I am not claiming that these are the definitive ranks for this year, I am simply hoping to introduce the community to an exciting new tool that came out of game theory research recently Please do NOT use this tool for seeding without fully understanding the method or at least consulting me.
This is a simple script that uses DeepMind's Alpha-Rank algorithm to rank the top 10 Super Smash Bros Melee players for 2022 (so far). (Fair warning: this paper is extremely complicated, I've attempted to explain the core concepts in this README).

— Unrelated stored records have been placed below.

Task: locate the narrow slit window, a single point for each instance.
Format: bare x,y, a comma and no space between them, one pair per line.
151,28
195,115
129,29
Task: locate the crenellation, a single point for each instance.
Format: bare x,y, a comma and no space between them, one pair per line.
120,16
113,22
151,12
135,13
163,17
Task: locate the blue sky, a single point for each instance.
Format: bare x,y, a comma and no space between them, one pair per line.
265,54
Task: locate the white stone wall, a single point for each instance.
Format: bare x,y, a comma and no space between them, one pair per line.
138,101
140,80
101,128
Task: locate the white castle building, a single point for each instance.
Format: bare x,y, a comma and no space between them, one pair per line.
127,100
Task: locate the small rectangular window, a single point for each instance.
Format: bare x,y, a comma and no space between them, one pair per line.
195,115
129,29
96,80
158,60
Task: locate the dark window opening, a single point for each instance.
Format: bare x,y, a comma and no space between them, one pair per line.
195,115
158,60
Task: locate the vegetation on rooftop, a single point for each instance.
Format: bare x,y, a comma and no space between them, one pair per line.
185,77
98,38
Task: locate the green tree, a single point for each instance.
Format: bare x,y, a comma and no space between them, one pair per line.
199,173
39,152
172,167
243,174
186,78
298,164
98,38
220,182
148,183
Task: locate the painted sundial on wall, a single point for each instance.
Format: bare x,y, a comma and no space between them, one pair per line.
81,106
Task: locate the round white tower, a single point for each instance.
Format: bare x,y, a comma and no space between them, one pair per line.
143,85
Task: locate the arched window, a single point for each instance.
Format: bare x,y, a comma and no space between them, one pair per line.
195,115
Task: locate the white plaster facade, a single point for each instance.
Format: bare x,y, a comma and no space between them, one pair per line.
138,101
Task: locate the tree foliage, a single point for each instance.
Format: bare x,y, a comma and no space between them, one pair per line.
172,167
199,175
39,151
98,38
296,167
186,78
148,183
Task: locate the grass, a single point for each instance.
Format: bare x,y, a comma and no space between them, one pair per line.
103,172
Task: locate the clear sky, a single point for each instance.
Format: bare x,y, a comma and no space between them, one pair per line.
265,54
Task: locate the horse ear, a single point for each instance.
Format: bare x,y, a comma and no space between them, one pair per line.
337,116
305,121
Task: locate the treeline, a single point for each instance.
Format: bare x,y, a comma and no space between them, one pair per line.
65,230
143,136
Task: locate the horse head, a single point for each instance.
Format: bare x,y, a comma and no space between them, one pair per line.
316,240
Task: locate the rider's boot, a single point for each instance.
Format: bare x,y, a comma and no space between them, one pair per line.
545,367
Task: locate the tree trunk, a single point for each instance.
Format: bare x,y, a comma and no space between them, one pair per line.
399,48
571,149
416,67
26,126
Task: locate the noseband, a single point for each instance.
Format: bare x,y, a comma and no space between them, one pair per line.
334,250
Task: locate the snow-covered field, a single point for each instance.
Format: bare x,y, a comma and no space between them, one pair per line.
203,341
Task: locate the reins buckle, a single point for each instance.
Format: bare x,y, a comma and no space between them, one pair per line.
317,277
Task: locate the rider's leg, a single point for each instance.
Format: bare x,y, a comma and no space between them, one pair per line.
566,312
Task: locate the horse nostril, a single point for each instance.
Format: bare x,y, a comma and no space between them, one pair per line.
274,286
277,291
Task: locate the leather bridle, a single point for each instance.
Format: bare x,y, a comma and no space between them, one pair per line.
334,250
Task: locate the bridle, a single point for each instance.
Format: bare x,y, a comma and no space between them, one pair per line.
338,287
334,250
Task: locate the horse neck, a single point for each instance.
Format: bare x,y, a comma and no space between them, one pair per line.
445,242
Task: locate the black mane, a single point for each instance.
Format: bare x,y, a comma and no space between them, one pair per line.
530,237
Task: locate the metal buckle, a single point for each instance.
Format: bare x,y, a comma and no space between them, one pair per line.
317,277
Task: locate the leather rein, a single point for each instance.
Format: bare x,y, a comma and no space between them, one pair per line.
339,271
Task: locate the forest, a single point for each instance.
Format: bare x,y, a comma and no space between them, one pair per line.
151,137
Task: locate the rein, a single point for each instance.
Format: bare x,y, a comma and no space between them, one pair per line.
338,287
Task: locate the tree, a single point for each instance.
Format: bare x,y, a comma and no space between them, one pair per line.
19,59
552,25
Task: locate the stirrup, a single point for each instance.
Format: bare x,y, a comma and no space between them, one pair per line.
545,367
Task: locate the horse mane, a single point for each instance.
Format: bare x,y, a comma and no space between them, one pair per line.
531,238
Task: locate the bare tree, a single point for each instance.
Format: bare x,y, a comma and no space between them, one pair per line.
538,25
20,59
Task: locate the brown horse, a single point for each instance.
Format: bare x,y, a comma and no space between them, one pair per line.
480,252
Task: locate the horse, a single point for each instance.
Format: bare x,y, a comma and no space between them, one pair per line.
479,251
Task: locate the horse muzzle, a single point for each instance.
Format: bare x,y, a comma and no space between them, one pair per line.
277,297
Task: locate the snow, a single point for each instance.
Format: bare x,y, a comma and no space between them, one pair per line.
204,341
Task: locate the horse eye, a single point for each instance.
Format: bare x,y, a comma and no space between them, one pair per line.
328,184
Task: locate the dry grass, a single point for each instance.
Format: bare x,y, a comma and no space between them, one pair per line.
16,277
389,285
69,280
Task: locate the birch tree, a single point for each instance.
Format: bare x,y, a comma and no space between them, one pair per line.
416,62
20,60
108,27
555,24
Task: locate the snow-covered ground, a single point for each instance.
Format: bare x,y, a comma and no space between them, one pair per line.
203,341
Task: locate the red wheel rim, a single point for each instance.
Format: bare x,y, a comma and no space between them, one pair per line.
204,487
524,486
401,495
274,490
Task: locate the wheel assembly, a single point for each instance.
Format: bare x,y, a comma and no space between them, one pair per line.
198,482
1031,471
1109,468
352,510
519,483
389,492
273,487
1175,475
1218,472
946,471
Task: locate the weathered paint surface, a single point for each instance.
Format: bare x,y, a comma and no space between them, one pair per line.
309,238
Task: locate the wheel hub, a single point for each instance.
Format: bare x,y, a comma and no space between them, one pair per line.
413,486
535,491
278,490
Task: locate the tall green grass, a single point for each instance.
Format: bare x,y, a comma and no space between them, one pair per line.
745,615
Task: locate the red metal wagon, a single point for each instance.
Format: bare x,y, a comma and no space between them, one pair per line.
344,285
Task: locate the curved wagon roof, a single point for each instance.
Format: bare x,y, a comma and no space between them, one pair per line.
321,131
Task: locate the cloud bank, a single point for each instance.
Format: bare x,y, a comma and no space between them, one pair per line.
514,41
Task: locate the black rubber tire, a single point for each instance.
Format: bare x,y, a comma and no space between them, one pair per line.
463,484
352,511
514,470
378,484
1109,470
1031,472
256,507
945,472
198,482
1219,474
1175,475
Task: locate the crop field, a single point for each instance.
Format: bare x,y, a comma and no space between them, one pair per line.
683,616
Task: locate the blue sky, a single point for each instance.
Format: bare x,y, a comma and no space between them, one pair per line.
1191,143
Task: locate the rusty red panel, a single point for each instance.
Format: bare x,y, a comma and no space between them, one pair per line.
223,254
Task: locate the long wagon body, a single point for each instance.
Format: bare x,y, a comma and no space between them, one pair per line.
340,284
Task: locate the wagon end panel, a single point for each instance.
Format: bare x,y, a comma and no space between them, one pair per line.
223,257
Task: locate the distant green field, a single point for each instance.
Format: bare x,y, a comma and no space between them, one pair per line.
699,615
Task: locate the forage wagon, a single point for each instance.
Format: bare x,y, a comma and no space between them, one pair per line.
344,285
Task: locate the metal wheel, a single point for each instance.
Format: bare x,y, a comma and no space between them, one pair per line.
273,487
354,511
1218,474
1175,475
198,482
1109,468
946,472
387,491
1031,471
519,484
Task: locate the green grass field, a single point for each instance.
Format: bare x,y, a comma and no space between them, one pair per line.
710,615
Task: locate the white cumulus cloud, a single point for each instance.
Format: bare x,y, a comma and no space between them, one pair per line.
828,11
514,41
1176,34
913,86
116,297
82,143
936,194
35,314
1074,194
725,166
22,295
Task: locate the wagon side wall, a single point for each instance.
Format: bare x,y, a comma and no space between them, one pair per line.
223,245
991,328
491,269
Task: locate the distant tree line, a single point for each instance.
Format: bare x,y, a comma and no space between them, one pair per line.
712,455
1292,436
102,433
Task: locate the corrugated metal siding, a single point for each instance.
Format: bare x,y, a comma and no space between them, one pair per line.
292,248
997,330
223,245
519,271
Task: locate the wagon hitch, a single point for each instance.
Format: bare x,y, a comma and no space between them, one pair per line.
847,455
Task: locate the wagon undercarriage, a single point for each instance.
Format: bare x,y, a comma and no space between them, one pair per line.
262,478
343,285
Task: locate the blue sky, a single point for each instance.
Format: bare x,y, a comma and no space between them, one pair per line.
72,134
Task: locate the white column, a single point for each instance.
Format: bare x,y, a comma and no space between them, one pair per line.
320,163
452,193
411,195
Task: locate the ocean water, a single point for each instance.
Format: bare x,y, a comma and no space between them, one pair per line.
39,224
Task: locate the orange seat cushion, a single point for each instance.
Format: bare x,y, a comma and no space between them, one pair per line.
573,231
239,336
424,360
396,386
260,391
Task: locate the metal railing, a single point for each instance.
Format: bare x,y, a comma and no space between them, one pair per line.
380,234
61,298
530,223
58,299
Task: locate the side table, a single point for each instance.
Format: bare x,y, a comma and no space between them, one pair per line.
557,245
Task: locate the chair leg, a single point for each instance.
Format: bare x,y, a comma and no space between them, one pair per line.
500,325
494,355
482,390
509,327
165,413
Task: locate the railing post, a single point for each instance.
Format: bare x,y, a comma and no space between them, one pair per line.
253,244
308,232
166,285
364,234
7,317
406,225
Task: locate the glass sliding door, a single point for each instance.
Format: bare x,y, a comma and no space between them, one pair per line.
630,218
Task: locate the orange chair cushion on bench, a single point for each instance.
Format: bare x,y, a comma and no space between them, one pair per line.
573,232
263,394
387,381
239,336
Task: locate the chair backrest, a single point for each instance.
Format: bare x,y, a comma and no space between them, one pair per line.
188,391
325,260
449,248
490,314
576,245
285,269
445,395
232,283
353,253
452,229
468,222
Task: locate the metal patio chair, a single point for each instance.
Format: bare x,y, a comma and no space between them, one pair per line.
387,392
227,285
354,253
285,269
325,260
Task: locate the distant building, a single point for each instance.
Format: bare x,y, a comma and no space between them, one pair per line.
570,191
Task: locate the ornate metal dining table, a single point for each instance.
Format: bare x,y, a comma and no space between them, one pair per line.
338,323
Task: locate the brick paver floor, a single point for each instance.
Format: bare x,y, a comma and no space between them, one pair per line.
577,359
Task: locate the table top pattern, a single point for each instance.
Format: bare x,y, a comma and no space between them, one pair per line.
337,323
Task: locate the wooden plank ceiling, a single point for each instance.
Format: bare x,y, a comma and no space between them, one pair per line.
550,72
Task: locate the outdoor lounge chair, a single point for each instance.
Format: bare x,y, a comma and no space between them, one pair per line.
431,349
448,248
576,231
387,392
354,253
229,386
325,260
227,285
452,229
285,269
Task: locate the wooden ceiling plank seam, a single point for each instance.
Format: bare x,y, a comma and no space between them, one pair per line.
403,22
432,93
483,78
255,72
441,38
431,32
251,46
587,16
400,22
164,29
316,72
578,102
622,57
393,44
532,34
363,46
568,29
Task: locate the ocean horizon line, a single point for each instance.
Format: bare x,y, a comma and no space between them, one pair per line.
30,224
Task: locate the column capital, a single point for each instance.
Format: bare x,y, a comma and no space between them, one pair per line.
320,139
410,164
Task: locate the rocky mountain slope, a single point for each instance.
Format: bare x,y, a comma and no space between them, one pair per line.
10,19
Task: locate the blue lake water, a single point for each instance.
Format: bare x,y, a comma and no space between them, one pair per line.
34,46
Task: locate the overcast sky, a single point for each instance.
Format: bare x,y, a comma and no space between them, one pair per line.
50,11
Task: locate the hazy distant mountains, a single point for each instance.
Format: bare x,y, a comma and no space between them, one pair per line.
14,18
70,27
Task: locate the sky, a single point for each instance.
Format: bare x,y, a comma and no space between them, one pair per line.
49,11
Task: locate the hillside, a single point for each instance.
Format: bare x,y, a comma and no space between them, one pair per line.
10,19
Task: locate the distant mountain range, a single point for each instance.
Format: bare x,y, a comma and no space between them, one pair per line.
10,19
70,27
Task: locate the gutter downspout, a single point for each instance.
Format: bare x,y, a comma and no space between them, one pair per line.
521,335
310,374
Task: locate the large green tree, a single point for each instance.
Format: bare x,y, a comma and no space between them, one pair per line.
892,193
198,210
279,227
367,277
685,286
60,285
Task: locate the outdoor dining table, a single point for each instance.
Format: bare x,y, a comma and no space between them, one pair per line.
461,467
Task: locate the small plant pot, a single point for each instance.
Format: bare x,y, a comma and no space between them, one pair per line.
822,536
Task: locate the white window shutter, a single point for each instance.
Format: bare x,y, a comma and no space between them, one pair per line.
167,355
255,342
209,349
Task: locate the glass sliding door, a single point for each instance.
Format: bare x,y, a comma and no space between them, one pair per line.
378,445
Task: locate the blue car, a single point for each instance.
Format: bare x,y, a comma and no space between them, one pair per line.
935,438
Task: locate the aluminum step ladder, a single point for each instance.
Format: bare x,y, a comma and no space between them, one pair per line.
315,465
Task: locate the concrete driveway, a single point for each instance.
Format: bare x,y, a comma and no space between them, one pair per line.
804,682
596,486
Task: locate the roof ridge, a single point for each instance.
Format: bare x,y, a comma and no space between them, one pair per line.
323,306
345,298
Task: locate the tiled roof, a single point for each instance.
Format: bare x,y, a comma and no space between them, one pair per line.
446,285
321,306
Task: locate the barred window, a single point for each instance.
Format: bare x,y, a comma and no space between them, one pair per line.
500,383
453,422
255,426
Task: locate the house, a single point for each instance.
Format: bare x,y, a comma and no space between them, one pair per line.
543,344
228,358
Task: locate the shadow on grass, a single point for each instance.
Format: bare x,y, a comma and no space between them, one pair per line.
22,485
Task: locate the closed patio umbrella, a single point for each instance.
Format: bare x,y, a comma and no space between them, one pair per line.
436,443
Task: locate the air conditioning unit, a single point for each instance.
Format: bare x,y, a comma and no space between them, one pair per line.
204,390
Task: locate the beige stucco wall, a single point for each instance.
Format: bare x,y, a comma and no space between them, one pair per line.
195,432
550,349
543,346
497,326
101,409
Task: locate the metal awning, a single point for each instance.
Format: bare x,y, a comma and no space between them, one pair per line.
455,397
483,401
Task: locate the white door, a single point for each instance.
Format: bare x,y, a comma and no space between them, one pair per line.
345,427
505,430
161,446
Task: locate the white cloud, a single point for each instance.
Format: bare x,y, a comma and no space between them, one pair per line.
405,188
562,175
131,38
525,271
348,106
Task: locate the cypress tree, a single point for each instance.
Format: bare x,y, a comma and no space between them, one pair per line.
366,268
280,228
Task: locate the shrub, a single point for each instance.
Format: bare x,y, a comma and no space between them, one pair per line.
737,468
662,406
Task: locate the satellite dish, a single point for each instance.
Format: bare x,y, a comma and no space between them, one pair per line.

When you evaluate head-to-head matchups, you intuitively value certain head-to-heads more than others. An advantage over the #1 best player is obviously more important than the 50th best player. However, this ranking becomes cyclic if you also decide who is 1st or 50th based on the same head-to-head heuristic (with a huge branching factor equal to the number of players).
Alpha-Rank is a new game-theoretic evaluation metric for ranking players in a game. Game-theoretic evaluation tools use game-theory (hence the name) to measure players by taking into account non-transitivity. Non-transitivity refers to the possibility that player A > B and B > C and yet C > A. The simplest example of this is the game rock paper scissors, which is entirely non-transitive.
Most metrics (like those based on tournament placements) assume that games are roughly transitive. For example, they assume that if player A places higher than player B in a tournament, then player A is better than player B. This is not necessarily true, and in fact player A can lose to B and still win the tournament in a double elimination bracket. This happens every time someone wins from the losers bracket, and many other times throughout every tournament.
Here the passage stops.